Pelita jadi merasa bersalah, sekaligus juga sangat kesal jika mengingat perbuatan kakaknya pada dirinya yang lebih parah. Jika menyalakan lampu saja bisa membuatnya terganggu, kemudian terbangun, apa manusia sinting itu tidak pernah berpikir bahwa ia lebih terganggu dibanding dirinya? Memang benar, nenek lampir itu ada di dunia nyata, pikir Pelita.

Setelah kesal karena tidak bisa tidur kembali, Pelita akhirnya memutuskan untuk menonton film.

Setelah beberapa jam menonton, Pelita mendengar suara besi yang diseret lagi. Ia mulai takut, tapi kali ini ia merasa ada yang aneh. Ia mendengar ada suara lain juga. Terdengar suara kentungan dibunyikan pelan. Kali ini ia merasa sedikit tidak takut, tapi lebih ke arah penasaran dari mana suara itu berasal.

***

Keesokan harinya Pelita bertanya, "Ma, kalo malem suka ada suara-suara, itu suara apa, ya?"

"Yang deket jam-jam mau ke subuh itu?"

"Iya."

"Ohh, itu mah suara orang lagi ngeronda."

"Ngeronda? Kok pake bawa-bawa besi?"

"Buat nandain kalau mereka udah ngelaksanain tugasnya ngeronda."

"Ohhhh." Pelita jadi ingin menertawakan dirinya, sekaligus lega kalau itu ternyata bukan perbuatan makhluk halus seperti yang ada dipikirannya.

Ya, betul sekali. Yang selama ini Pelita kira itu suara-suara makhluk ghaib, ternyata hanyalah suara orang yang lagi ngeronda.

Meskipun begitu, Pelita masih tidak habis pikir, mengapa harus besi?

Pelita menertawakan dirinya, kemudian tersebesit pikiran. "Kalau gitu, bisalah gue lanjut begadang lagi, kan ga ada yang harus ditakutin lagi."

Memang anak satu ini tidak ada kapok kapoknya.

***

Setelah melewati hari-hari dengan tugas yang segunung, Pelita akhirnya bisa terbebas juga.
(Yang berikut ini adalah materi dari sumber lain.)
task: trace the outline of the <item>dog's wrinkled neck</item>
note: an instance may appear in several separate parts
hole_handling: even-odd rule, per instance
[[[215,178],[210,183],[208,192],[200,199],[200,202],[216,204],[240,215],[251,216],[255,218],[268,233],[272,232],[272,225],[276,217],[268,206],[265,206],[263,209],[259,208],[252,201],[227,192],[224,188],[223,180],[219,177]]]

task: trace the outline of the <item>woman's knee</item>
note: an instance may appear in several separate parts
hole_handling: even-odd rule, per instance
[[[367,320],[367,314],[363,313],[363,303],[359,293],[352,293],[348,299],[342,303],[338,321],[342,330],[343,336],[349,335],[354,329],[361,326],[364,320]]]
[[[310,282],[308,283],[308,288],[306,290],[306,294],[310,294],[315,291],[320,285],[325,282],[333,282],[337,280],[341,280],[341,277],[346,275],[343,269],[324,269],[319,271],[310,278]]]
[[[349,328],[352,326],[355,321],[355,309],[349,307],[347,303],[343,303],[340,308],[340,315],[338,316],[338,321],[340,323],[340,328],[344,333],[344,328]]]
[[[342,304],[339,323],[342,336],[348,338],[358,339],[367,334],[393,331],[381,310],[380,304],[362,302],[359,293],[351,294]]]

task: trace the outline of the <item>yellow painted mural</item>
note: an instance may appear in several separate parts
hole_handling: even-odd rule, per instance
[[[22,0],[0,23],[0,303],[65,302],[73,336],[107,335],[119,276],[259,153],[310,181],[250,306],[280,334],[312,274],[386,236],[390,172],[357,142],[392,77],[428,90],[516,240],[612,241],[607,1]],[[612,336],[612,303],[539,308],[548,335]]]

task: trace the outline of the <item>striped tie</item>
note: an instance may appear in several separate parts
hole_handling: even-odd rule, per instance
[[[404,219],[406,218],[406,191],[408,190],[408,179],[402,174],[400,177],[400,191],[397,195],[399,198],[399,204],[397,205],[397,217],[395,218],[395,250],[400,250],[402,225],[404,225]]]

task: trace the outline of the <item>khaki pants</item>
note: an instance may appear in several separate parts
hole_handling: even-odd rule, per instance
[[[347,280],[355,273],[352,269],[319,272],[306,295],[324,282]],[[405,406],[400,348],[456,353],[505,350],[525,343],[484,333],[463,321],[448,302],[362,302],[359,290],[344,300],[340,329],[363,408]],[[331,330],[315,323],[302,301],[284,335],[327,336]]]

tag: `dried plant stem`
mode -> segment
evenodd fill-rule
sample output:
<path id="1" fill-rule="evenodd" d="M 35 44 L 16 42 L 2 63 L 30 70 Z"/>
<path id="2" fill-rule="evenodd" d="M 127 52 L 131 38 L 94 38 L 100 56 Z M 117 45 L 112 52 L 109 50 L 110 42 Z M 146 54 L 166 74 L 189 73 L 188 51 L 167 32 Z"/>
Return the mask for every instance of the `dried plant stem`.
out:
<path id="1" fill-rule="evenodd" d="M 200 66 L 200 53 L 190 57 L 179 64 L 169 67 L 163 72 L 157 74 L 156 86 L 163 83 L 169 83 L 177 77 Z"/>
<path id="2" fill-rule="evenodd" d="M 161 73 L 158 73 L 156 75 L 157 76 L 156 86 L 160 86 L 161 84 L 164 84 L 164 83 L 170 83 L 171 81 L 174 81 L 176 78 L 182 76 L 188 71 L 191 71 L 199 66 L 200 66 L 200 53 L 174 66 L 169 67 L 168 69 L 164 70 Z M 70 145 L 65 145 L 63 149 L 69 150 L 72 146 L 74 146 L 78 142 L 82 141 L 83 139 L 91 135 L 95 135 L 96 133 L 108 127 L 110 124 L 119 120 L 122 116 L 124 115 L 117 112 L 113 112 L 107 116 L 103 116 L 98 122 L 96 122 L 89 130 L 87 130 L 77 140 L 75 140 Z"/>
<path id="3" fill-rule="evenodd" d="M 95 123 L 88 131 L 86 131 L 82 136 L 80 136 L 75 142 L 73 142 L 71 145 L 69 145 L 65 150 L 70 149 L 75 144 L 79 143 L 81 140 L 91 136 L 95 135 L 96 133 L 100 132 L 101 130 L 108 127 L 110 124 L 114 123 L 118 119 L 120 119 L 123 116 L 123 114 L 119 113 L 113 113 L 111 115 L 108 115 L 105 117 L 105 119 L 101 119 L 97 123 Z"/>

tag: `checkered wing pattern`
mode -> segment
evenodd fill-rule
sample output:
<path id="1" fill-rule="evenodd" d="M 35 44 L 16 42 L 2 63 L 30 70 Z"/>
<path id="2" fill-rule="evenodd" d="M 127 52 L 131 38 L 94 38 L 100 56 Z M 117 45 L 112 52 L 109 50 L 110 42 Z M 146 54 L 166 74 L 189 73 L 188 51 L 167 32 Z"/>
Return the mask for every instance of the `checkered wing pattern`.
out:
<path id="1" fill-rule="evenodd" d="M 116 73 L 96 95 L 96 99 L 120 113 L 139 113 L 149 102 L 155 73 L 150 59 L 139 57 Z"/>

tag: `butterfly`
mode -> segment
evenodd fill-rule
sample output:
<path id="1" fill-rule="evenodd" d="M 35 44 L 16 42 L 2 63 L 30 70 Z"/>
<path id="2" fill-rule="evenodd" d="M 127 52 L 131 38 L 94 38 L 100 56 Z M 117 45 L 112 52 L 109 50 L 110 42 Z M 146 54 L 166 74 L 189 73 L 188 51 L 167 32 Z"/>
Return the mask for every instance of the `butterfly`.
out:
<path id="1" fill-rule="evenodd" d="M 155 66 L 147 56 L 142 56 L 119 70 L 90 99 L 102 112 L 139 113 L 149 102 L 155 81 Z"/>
Ia sekarang sudah lulus SMA.

Setelah lulus, ia tidak punya kegiatan rutin lagi untuk dilakukan. Kebiasaan begadangnya semakin lama, semakin parah. Kalau dulu, jam 3 ia sudah harus tertidur karena paginya ada kelas online, sekarang ia jadi merasa lebih bebas sampai-sampai bisa baru mulai tidur jam 7 atau bahkan 8 pagi.

Hari ini adalah hari weekend, dan seperti biasa, ia maraton film sampai pagi hari. Sekarang waktu sudah menunjukkan pukul 7 lewat. Ini sudah waktunya bagi Pelita untuk tidur.

Saat baru saja menutup matanya, belum juga ia masuk ke dunia mimpi, tiba-tiba terdengar suara-suara seperti orang sedang bangun rumah. Ntah bangun rumah atau renovasi rumah, pokoknya suaranya sangat menganggu dan suara itu terdengar sangat dekat.

Pelita mencoba tidur sambil mendengarkan musik dengan earphone, berharap suara musik bisa membuatnya sekitarnya sedikit lebih tenang.

***

"Itu tadi pagi suara tak,tok,tak,tok, rumah sebelah lagi renov rumah, ma?"

"Iya, itu rumahnya dijual sama pemilik lamanya, terus pemilik barunya sekarang lagi ngerenov rumahnya."

Pelita yang mendengar itu hanya manggut-manggut.

Kegaduhan itu terus berlanjut selama beberapa minggu di hari weekend.

Semakin lama, Pelita menyadari bahwa kegaduhan itu sekarang tidak hanya di hari weekend, tapi hampir setiap hari. Bagaimana caranya pelita bisa sabar disaat orang-orang itu terus menganggu waktu tidurnya?

Suatu hari Pelita bertanya pada adiknya. "Itu orang renov rumah kok gak selesai-selesai?"

"Gimana mau cepet, orang yang kerja cuma keluarganya doang. Bapak sama anaknya."

"Ck, pantesan lama banget." Pelita berdecak sebal.

***

"TOK TOK TOK TOK TOK."

"Tahan, Pelita, tahan. Sebentar lagi pindah, kok," ucap Pelita meyakinkan diri sendiri.

Ya, Pelita akan pindah rumah sebentar lagi. Meskipun hanya beberapa meter jaraknya dari rumah yang ini, gangguan-gangguan ini pasti akan segera hilang.

Ngomong-ngomong tentang pindah rumah, Pelita jadi teringat saat ia baru saja pindah ke rumah yang ini. Saat itu ia masih kelas 5, dan saat itu ia masih sering keluar rumah untuk bermain dengan teman-temannya.

Pernah suatu saat ada kakek-kakek yang tinggal di situ bertanya, "Bekel berapa bekel?"

"7 ribu," jawab pelita

"7 ribu? Banyak-banyak banget." Pelita yang mendengar ini bingung, dan membuatnya ingin segera lenyap dari hadapan kakek ini.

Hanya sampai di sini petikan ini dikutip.